E(R) =K E( (X1)(X2)...Xn)). Since the Xi are independent random variables, you can compute this as E(R) =K E(X1) E(X2)...E(Xn) = K (E(X))^n

8. Jan 29, 2012

### SW VandeCarr

OK. I'm not quite sure how to apply this product formula since you have two independent values X= 1.05, Y=0.98. I applied it as $E(R)= (E(X)^k)(E(Y)^{n-k})$ Using this get 1.076 after ten trades (from a base of 1) where k=4, n=10. My original result is was 1.08 without compounding and 1.08329 with compounding for 10 trades.

I'm sure I'm missing something obvious.

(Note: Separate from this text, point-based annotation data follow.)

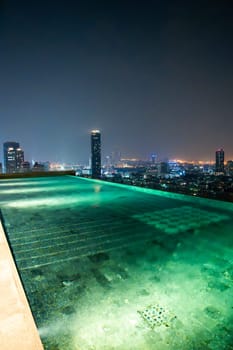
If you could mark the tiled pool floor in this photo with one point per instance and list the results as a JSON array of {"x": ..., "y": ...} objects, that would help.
[{"x": 99, "y": 261}]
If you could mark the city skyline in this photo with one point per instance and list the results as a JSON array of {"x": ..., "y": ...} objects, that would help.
[{"x": 155, "y": 78}]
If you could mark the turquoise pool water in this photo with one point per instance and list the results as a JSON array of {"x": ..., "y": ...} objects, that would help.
[{"x": 108, "y": 267}]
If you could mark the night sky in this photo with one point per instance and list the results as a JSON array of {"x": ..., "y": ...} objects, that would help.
[{"x": 153, "y": 76}]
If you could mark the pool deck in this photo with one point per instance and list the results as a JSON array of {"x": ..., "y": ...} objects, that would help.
[{"x": 17, "y": 326}]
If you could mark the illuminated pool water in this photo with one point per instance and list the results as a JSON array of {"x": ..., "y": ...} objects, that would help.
[{"x": 110, "y": 267}]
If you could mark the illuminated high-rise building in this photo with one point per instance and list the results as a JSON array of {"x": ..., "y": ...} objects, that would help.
[
  {"x": 96, "y": 154},
  {"x": 219, "y": 161},
  {"x": 13, "y": 157}
]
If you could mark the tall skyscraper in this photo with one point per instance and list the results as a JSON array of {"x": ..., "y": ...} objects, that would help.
[
  {"x": 219, "y": 162},
  {"x": 96, "y": 154},
  {"x": 13, "y": 157}
]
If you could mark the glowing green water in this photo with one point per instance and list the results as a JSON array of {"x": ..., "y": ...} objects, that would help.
[{"x": 97, "y": 259}]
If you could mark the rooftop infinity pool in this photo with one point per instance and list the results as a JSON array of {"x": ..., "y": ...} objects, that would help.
[{"x": 113, "y": 267}]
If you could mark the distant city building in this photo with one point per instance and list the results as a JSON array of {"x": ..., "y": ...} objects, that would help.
[
  {"x": 153, "y": 158},
  {"x": 38, "y": 167},
  {"x": 25, "y": 167},
  {"x": 219, "y": 161},
  {"x": 13, "y": 157},
  {"x": 96, "y": 154}
]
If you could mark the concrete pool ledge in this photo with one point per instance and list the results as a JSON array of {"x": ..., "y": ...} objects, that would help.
[{"x": 17, "y": 326}]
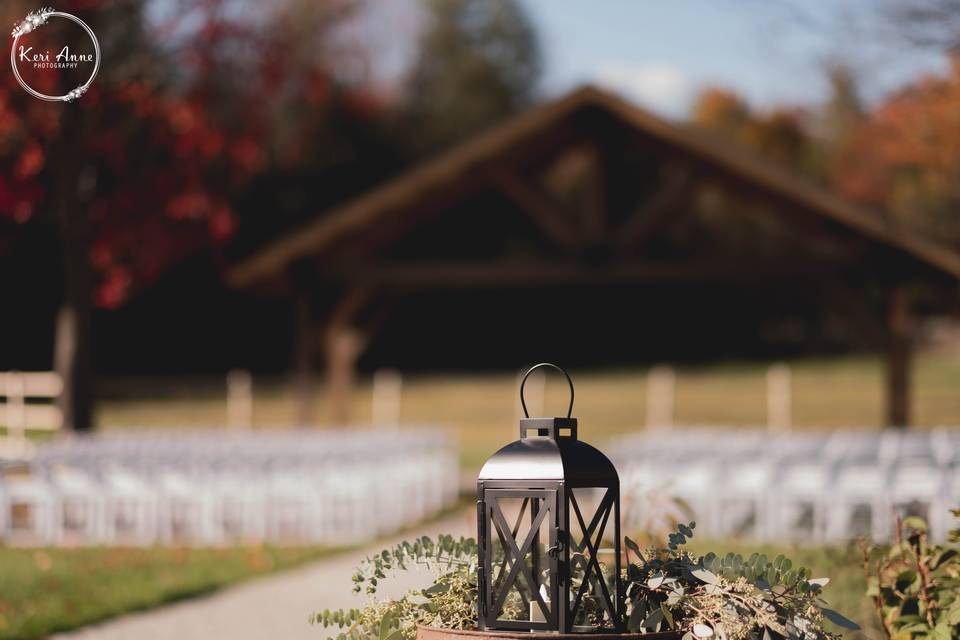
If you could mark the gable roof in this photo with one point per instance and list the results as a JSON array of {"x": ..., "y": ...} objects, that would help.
[{"x": 419, "y": 182}]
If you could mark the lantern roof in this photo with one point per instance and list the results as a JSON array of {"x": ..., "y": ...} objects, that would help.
[{"x": 550, "y": 455}]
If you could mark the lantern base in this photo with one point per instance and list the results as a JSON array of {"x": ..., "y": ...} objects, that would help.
[{"x": 439, "y": 633}]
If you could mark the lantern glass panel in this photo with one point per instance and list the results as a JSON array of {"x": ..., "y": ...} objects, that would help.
[
  {"x": 592, "y": 556},
  {"x": 522, "y": 527}
]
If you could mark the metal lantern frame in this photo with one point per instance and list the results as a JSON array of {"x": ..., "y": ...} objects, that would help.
[{"x": 542, "y": 469}]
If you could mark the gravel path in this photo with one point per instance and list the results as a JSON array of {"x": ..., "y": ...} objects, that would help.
[{"x": 272, "y": 608}]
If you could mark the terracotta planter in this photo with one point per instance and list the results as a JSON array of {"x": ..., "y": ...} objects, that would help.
[{"x": 435, "y": 633}]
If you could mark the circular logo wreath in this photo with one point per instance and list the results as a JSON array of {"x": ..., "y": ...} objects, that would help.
[{"x": 37, "y": 19}]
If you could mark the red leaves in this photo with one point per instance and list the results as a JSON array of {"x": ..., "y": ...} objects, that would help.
[
  {"x": 906, "y": 155},
  {"x": 30, "y": 161}
]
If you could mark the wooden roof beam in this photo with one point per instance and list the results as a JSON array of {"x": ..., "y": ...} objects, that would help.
[
  {"x": 446, "y": 274},
  {"x": 547, "y": 214},
  {"x": 657, "y": 211}
]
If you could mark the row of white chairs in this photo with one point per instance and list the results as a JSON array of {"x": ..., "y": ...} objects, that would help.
[
  {"x": 214, "y": 488},
  {"x": 821, "y": 487}
]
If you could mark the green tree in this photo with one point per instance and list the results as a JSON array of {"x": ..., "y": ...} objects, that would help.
[{"x": 477, "y": 63}]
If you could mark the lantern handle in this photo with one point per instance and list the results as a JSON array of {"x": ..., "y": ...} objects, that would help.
[{"x": 523, "y": 382}]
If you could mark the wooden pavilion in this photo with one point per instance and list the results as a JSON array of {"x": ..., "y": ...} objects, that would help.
[{"x": 585, "y": 191}]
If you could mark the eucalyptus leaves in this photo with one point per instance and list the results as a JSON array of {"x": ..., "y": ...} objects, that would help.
[
  {"x": 720, "y": 598},
  {"x": 727, "y": 598},
  {"x": 915, "y": 586}
]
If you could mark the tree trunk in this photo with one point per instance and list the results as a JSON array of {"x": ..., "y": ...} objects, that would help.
[
  {"x": 303, "y": 358},
  {"x": 72, "y": 346},
  {"x": 898, "y": 358}
]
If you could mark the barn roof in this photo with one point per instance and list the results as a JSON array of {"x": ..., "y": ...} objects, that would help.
[{"x": 456, "y": 165}]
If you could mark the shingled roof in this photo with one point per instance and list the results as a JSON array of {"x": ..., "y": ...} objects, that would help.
[{"x": 421, "y": 182}]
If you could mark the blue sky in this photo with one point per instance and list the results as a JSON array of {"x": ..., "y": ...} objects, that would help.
[{"x": 660, "y": 53}]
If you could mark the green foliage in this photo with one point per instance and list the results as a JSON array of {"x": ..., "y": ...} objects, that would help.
[
  {"x": 451, "y": 601},
  {"x": 44, "y": 591},
  {"x": 669, "y": 588},
  {"x": 725, "y": 597},
  {"x": 915, "y": 586},
  {"x": 478, "y": 63}
]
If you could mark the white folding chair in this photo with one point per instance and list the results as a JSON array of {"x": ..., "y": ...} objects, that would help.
[
  {"x": 29, "y": 508},
  {"x": 130, "y": 509},
  {"x": 79, "y": 511},
  {"x": 858, "y": 503},
  {"x": 796, "y": 505}
]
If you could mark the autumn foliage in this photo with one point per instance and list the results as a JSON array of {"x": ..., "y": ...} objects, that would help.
[
  {"x": 161, "y": 152},
  {"x": 905, "y": 157}
]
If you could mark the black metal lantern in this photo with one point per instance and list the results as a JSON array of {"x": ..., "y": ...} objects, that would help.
[{"x": 544, "y": 503}]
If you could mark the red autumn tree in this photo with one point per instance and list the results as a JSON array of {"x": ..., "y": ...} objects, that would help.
[
  {"x": 905, "y": 156},
  {"x": 146, "y": 167}
]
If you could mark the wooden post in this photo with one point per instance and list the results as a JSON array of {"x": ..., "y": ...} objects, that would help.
[
  {"x": 239, "y": 399},
  {"x": 387, "y": 398},
  {"x": 344, "y": 345},
  {"x": 73, "y": 336},
  {"x": 661, "y": 382},
  {"x": 898, "y": 357},
  {"x": 303, "y": 355},
  {"x": 779, "y": 383},
  {"x": 16, "y": 414}
]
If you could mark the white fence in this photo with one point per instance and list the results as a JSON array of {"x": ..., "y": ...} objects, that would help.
[
  {"x": 222, "y": 487},
  {"x": 806, "y": 487}
]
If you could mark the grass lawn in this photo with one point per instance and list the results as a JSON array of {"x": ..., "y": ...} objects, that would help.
[
  {"x": 43, "y": 591},
  {"x": 482, "y": 409}
]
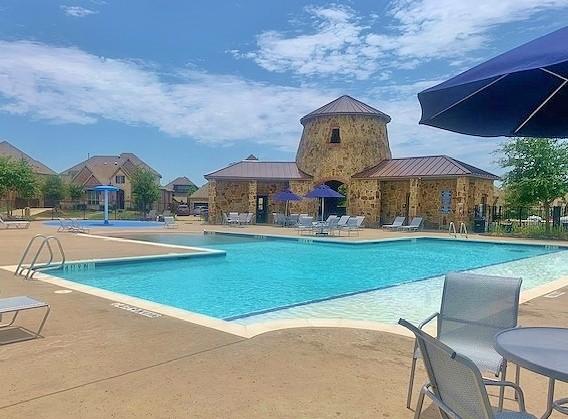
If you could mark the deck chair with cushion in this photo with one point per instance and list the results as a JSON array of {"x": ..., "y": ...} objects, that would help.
[
  {"x": 455, "y": 385},
  {"x": 15, "y": 305},
  {"x": 14, "y": 224},
  {"x": 414, "y": 225},
  {"x": 474, "y": 309},
  {"x": 397, "y": 223}
]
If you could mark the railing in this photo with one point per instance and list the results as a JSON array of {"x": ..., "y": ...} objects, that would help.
[{"x": 31, "y": 269}]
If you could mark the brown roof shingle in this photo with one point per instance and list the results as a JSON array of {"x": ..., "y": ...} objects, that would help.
[
  {"x": 346, "y": 105},
  {"x": 253, "y": 169},
  {"x": 423, "y": 166}
]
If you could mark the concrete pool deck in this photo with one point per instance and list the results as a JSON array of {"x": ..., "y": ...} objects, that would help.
[{"x": 99, "y": 361}]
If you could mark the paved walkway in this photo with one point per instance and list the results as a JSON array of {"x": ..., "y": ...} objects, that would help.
[{"x": 99, "y": 361}]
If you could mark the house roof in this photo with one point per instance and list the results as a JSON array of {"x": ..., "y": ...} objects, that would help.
[
  {"x": 346, "y": 105},
  {"x": 261, "y": 170},
  {"x": 103, "y": 168},
  {"x": 9, "y": 150},
  {"x": 182, "y": 180},
  {"x": 201, "y": 193},
  {"x": 423, "y": 166}
]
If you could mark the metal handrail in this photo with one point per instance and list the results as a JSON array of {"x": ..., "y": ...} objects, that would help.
[
  {"x": 452, "y": 229},
  {"x": 20, "y": 267},
  {"x": 463, "y": 230},
  {"x": 45, "y": 241},
  {"x": 31, "y": 272}
]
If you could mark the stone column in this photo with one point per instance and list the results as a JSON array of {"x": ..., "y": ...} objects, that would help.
[
  {"x": 214, "y": 214},
  {"x": 414, "y": 197},
  {"x": 462, "y": 204},
  {"x": 252, "y": 197}
]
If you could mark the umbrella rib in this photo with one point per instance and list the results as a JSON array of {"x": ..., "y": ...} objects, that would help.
[
  {"x": 470, "y": 95},
  {"x": 565, "y": 80}
]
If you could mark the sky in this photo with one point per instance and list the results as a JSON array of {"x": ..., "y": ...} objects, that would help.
[{"x": 193, "y": 86}]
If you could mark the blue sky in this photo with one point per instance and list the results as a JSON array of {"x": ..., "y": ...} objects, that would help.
[{"x": 192, "y": 86}]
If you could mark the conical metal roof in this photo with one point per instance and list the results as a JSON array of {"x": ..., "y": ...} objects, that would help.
[{"x": 346, "y": 105}]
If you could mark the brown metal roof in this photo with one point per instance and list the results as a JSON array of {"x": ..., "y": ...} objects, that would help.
[
  {"x": 346, "y": 105},
  {"x": 424, "y": 166},
  {"x": 261, "y": 170}
]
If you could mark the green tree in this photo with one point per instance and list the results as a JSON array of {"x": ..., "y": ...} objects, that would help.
[
  {"x": 74, "y": 191},
  {"x": 17, "y": 179},
  {"x": 53, "y": 188},
  {"x": 537, "y": 171},
  {"x": 145, "y": 189}
]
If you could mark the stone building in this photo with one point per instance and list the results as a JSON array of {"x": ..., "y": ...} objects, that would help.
[{"x": 345, "y": 145}]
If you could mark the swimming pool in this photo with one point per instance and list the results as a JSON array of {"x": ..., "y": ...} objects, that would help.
[{"x": 265, "y": 278}]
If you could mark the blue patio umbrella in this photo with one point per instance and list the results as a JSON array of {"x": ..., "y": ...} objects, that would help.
[
  {"x": 286, "y": 196},
  {"x": 522, "y": 92},
  {"x": 323, "y": 191},
  {"x": 106, "y": 189}
]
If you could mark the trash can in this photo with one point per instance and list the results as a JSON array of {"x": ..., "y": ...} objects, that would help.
[{"x": 479, "y": 225}]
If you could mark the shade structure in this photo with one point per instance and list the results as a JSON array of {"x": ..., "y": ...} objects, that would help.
[
  {"x": 323, "y": 191},
  {"x": 286, "y": 196},
  {"x": 522, "y": 92},
  {"x": 106, "y": 189}
]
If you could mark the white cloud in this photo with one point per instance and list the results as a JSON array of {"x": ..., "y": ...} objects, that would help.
[
  {"x": 67, "y": 85},
  {"x": 342, "y": 43},
  {"x": 77, "y": 11}
]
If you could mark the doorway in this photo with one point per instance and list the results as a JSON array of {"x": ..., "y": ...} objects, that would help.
[{"x": 261, "y": 209}]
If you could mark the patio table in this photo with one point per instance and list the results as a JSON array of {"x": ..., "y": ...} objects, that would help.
[{"x": 543, "y": 350}]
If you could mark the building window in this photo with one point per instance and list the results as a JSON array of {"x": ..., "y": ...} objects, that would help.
[
  {"x": 335, "y": 137},
  {"x": 92, "y": 198}
]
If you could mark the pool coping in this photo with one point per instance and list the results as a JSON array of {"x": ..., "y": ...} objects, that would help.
[{"x": 252, "y": 330}]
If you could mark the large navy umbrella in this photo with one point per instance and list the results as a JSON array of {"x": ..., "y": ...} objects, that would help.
[
  {"x": 323, "y": 191},
  {"x": 286, "y": 196},
  {"x": 522, "y": 92}
]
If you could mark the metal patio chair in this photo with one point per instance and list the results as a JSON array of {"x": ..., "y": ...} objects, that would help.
[
  {"x": 455, "y": 384},
  {"x": 474, "y": 309}
]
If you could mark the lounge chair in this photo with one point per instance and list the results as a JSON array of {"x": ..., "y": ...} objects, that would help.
[
  {"x": 474, "y": 309},
  {"x": 396, "y": 224},
  {"x": 14, "y": 224},
  {"x": 22, "y": 303},
  {"x": 170, "y": 222},
  {"x": 414, "y": 225},
  {"x": 305, "y": 224},
  {"x": 342, "y": 223},
  {"x": 354, "y": 224},
  {"x": 455, "y": 384}
]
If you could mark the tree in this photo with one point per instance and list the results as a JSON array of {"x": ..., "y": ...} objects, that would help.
[
  {"x": 538, "y": 171},
  {"x": 74, "y": 191},
  {"x": 17, "y": 179},
  {"x": 53, "y": 189},
  {"x": 145, "y": 189}
]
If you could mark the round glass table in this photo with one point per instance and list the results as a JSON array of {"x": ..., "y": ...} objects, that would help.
[{"x": 543, "y": 350}]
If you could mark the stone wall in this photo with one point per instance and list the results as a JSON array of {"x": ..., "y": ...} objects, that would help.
[
  {"x": 364, "y": 143},
  {"x": 364, "y": 198},
  {"x": 393, "y": 199}
]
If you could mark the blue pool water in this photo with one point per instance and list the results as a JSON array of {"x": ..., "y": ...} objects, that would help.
[{"x": 260, "y": 275}]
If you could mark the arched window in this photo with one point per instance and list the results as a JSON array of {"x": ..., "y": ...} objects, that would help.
[{"x": 335, "y": 137}]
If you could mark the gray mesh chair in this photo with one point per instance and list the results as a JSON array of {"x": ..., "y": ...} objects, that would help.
[
  {"x": 455, "y": 384},
  {"x": 474, "y": 309}
]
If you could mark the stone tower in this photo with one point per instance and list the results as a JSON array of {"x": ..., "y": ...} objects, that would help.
[{"x": 341, "y": 139}]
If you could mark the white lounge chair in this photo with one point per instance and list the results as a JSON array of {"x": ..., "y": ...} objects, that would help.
[
  {"x": 414, "y": 225},
  {"x": 396, "y": 224},
  {"x": 22, "y": 303},
  {"x": 170, "y": 222},
  {"x": 14, "y": 224},
  {"x": 305, "y": 224}
]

Could you show how to apply your formula for say 11 trades using P(X)=0.4, X=1.05, and Y=0.98?

Last edited: Jan 29, 2012
9. Jan 29, 2012

### Stephen Tashi

I'm viewing the result of a trade as one random variable with two possible outcomes.
It's expected value is (1.05)(0.4) + (0.98)(0.6). So I'd raise that quantity to the 11 th power to get the expected multiplier for 11 trades.

10. Jan 30, 2012

### SW VandeCarr

Interesting. That formula looks something like mine except I multiplied both additive terms by the delta terms specified by the OP in order to get an average rate estimate for each trade to use in the compound interest formula (as requested by the OP). That formula requires the delta term (in this case an average +0.008 per trade). When I computed this for 11 trades I got 1.0920 vs 1.0916 when raising to powers, so both ways give very similar results. In fact for 100 trades I get 2.226 with the compound interest formula (using x=.008 x100, base = 1) and 2.218 raising to powers.

Last edited: Jan 30, 2012
11. Jan 30, 2012

### qwirky64

So are you saying.

If I have a 0.5 chance winning and hence 05. losing, and each win or loss is +10% or -10% respectively. I would write it as...
P(X = 1.1) = 0.5
P(X = 0.9) = 0.5

and that after 5 trades I would have ((1.1)(0.5) + (0.9)(0.5))^5=1

Does this mean on average after 5 trades with those odds I would end up with the same amount of money?

12. Jan 30, 2012

### Stephen Tashi

I had a different interpretation of the mention of the compound interest formula. I didn't interpret it as a request to determine an equivalent interest rate for the result of the trading or to give the trader credit for having his funds invested while not trading. I took it merely as a question about whether the formula could be somehow be used to find the result of N trades without considering time at all.

13. Jan 30, 2012

### Stephen Tashi

Yes.

In any practical application, there will be some minimum stake that the trader needs in order to make a trade. The above formula doesn't account for the possibility of "ruin" when the traders stake falls below that minimum.

14. Jan 30, 2012

### SW VandeCarr

You could put in some kind of a safety feature into the program if the size of the stake drops below some fraction of its original size, say 50%.